The simplest best fit method is linear regression, where the curve is a straight line. More formally, we have the parametric function y = a x + b were a is the slope and b is the intercept and a set of samples (x_1, y_1), (x_2, y_2), ..., (x_n, y_n). Our goal is to learn the values of a and b to minimize an error criterion on the given samples.

More generally, polynomial regression refers to the case that we want to fit a polynomial of a specific order \mathbf{d} to our data:

  • linear when d = 1: y = a x + b
  • quadratic when d = 2: y = a x^2 + b x + c
  • cubic when d = 3: y = a x^3 + b x^2 + c x + d

In the functions above, we can observe that each time the parameters we want to learn are equal to \mathbf{d+1}. Below, we can see some examples of curve fitting using different functions:

orders

Also, we can fit any other function to our data like:

  • trigonometric functions
  • Gaussian functions
  • sigmoid functions

3.2. Exact Fit

In this case, we assume that the given samples are not noisy, and we want to learn a curve that passes through each point.
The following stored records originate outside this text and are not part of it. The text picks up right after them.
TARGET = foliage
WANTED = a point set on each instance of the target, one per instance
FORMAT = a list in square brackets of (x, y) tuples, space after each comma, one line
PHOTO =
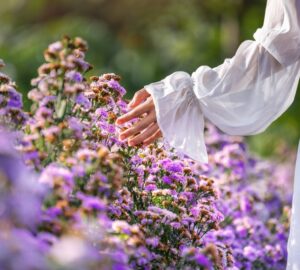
[(109, 205)]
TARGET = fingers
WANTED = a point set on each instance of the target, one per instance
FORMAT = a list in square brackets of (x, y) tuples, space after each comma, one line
[(137, 111), (153, 138), (149, 132), (139, 126), (138, 97)]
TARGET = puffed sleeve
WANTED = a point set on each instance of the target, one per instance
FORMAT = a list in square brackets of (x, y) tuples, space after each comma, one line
[(243, 95)]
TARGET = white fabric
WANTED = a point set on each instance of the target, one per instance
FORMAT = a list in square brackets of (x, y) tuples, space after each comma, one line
[(242, 96)]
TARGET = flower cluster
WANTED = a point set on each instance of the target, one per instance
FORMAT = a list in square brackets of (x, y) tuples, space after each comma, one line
[(11, 113), (110, 205), (254, 202)]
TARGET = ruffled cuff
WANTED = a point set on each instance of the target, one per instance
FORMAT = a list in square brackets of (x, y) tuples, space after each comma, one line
[(179, 115)]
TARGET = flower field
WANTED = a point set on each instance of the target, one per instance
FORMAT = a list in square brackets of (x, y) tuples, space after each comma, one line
[(72, 196)]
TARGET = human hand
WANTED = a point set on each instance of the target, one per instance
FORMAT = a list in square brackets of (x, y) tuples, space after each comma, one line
[(146, 130)]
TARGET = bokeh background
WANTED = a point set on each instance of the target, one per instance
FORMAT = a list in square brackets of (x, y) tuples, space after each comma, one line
[(143, 41)]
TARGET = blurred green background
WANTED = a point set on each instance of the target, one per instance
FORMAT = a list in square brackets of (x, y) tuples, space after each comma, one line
[(141, 40)]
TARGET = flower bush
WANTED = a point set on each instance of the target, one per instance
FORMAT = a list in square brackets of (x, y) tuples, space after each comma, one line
[(106, 205)]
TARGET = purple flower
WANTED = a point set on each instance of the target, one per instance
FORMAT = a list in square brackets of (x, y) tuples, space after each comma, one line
[(74, 76), (83, 101)]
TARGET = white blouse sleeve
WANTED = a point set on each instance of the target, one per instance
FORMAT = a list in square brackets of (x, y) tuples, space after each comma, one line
[(242, 96)]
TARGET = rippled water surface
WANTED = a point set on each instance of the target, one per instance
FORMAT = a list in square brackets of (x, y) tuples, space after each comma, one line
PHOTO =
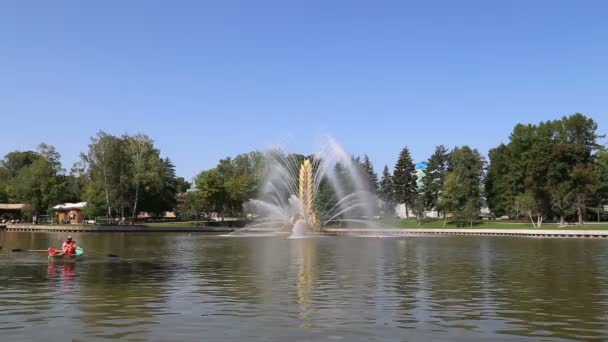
[(181, 287)]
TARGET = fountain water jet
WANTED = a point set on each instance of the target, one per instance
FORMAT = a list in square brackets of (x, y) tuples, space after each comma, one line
[(297, 192)]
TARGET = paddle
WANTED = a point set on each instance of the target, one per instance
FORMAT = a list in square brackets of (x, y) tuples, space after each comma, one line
[(16, 250), (110, 255)]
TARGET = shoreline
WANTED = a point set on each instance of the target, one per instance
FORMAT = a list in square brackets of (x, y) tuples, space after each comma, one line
[(111, 229), (370, 232)]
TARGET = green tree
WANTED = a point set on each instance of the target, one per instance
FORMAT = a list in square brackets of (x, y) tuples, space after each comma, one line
[(370, 175), (39, 184), (419, 207), (462, 196), (210, 195), (404, 180), (387, 191), (146, 166), (434, 181)]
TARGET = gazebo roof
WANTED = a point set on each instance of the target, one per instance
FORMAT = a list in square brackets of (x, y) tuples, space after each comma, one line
[(12, 206), (69, 206)]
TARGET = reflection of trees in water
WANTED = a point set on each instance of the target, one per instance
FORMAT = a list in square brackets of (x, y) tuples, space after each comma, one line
[(26, 297), (553, 286), (242, 269), (456, 282), (120, 299), (306, 279)]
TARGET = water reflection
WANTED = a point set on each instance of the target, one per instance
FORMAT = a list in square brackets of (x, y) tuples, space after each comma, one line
[(306, 279), (182, 287)]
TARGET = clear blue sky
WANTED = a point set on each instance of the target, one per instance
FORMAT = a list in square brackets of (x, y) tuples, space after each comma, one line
[(208, 79)]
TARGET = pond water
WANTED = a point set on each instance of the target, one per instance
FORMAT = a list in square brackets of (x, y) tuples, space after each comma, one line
[(182, 287)]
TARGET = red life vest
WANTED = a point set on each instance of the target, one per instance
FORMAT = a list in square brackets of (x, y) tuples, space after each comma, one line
[(69, 247)]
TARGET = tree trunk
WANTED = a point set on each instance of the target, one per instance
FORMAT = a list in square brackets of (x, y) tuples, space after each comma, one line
[(532, 219), (579, 209), (134, 216), (105, 180)]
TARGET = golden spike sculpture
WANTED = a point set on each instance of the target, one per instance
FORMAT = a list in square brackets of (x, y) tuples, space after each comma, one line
[(307, 195)]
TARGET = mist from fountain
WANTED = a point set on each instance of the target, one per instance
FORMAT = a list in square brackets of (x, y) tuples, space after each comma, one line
[(300, 196)]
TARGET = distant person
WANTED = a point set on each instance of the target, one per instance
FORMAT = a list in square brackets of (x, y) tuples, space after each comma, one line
[(69, 246)]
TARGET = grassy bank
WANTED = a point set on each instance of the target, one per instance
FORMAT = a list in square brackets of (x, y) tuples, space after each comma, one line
[(413, 224)]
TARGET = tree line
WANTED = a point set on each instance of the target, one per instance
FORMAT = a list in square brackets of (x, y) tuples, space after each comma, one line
[(118, 176), (554, 170)]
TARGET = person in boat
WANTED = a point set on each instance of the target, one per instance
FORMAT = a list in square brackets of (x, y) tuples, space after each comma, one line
[(69, 246)]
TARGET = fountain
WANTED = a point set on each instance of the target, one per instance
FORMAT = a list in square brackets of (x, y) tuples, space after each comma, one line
[(302, 195)]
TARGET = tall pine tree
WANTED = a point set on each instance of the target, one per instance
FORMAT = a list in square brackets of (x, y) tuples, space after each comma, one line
[(371, 176), (387, 191), (434, 180), (404, 179)]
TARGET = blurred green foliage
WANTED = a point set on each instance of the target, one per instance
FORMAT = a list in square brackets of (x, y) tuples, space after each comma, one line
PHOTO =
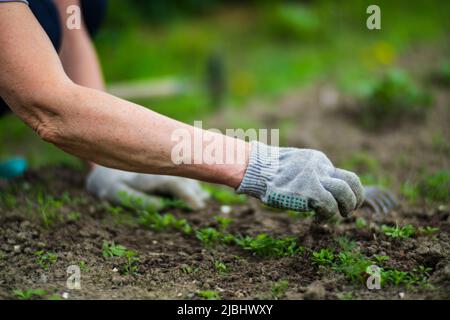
[(268, 47), (393, 97)]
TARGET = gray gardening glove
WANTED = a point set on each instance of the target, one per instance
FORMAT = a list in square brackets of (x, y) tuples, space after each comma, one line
[(111, 185), (300, 180)]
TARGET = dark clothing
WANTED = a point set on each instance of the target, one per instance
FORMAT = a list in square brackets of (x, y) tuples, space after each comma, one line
[(46, 13)]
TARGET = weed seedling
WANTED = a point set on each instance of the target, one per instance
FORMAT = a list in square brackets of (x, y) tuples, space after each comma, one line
[(223, 222), (74, 216), (8, 200), (188, 269), (209, 236), (265, 245), (224, 196), (45, 259), (279, 288), (380, 259), (113, 250), (208, 294), (399, 232), (221, 267), (131, 263), (361, 223), (394, 97), (29, 293), (324, 257), (48, 208), (428, 231), (160, 222)]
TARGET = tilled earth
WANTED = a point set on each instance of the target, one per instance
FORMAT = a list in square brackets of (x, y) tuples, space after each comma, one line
[(165, 255), (174, 265)]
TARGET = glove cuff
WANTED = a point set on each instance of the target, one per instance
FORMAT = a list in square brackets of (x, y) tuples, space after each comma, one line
[(262, 166)]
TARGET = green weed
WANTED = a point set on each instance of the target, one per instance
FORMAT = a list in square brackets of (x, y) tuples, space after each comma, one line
[(159, 222), (29, 293), (323, 257), (45, 259), (225, 196), (49, 209), (130, 266), (393, 97), (428, 230), (404, 232), (221, 267), (209, 236), (208, 294), (223, 222), (131, 263), (110, 249), (279, 288), (267, 246), (8, 200)]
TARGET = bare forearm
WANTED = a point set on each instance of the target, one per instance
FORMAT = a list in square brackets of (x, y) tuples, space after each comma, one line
[(113, 132)]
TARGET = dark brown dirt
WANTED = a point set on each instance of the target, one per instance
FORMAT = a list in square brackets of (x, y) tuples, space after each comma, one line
[(164, 254), (404, 153)]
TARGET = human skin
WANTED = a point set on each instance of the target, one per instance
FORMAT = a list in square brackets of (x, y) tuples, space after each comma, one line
[(88, 122)]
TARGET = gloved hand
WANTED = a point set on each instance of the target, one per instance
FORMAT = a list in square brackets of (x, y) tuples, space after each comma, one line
[(300, 180), (110, 184)]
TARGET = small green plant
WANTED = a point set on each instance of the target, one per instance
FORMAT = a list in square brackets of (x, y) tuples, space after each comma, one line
[(410, 191), (223, 222), (220, 266), (175, 204), (291, 21), (443, 73), (346, 244), (49, 209), (73, 216), (225, 196), (45, 259), (131, 264), (361, 223), (399, 232), (208, 294), (114, 210), (393, 97), (428, 231), (279, 288), (110, 249), (301, 215), (346, 296), (380, 259), (8, 200), (265, 245), (436, 187), (160, 222), (83, 266), (188, 269), (29, 293), (433, 187), (323, 257), (209, 236)]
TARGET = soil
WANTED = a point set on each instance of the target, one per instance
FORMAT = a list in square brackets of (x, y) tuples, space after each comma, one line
[(403, 154)]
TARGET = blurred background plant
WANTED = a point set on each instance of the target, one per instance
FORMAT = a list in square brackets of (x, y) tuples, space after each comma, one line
[(247, 50)]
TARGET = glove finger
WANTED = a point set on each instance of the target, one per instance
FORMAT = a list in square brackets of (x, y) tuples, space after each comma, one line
[(122, 194), (353, 181), (343, 194), (323, 204)]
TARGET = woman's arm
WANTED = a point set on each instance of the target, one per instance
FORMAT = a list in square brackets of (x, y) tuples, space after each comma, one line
[(85, 122)]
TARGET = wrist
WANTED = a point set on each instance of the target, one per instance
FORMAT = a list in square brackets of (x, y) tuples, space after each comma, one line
[(262, 166)]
It is useful in cases we want to derive finite-difference approximations or to find minimums, maximums, and zero crossings of a function.

In the figure below, we can see an example of an exact fit using polynomial interpolation.
interpolation

4. Least-Squares Algorithm

There are many proposed algorithms for curve fitting. The most well-known method is least squares, where we search for a curve such that the sum of squares of the residuals is minimum. By saying residual, we refer to the difference between the observed sample and the estimation from the fitted curve. It can be used both for linear and non-linear relationships.

In the linear case when d=1, the function we want to fit is y = a x + b. So, we want to find the parameters a, b so as to minimize T = \sum_i (y_i - (b + a x_i))^2 (sum of residuals).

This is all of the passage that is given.